The Killing Moon

Killing-Moon2

Je me suis réveillé dans l’herbe au parc Jarry. Sale, frigorifié, à côté de moi un bixi cassé, mon iPhone fendu. Le ciel de Villeray grouille d’avions. Chaque jour l’un d’eux pond un moteur sur le quartier. La turbine tombe sur mon bloc, défonce le toit, se dépose au ralenti dans mes draps. Mais je ne suis pas là. Chaque matin je me réveille plus loin de chez moi. Dans l’herbe, dans un buisson, dans le lit d’une autre fille. Chaque lendemain de veille ouvre un univers parallèle. Chacun s’effondrera sur lui-même trois jours plus tard. That. Is when the world. Will end. Le ciel fendra. La lune tombera du ciel. Derrière les fenêtres chaque lumière sera un piège. La secte des célibataires réclamera des sacrifices humains. Why are you wearing that stupid man suit? Un masque doré cachera leur absence de visage. Durant trois jours je devrai me tenir en équilibre sur une jambe au sommet d’un poteau de téléphone.
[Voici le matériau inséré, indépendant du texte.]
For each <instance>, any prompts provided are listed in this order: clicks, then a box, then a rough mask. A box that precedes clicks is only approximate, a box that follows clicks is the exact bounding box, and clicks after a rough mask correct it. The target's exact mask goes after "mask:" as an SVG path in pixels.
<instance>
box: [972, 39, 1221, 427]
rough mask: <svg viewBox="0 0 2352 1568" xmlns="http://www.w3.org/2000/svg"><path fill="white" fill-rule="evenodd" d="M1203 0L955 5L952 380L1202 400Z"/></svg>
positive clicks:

En dessous la tempête remplira la rue à ras-bord. La tempête dévorera les enfants. Je délivrerai les enfants du royaume des ténèbres. Je les délivrerai sur leurs portiques. Je renverrai les monstres dans les profondeurs. Mes voisins flamberont. Les robes de mariées danseront sur la plaza. L’artefact retournera à l’univers primaire. Le précipice se refermera. There is nothing broken in my brain. Ce monde a une durée limitée.

Une Réponse to “The Killing Moon”

  1. Anonyme Says:

    Tu es toujours aussi excellent à lire.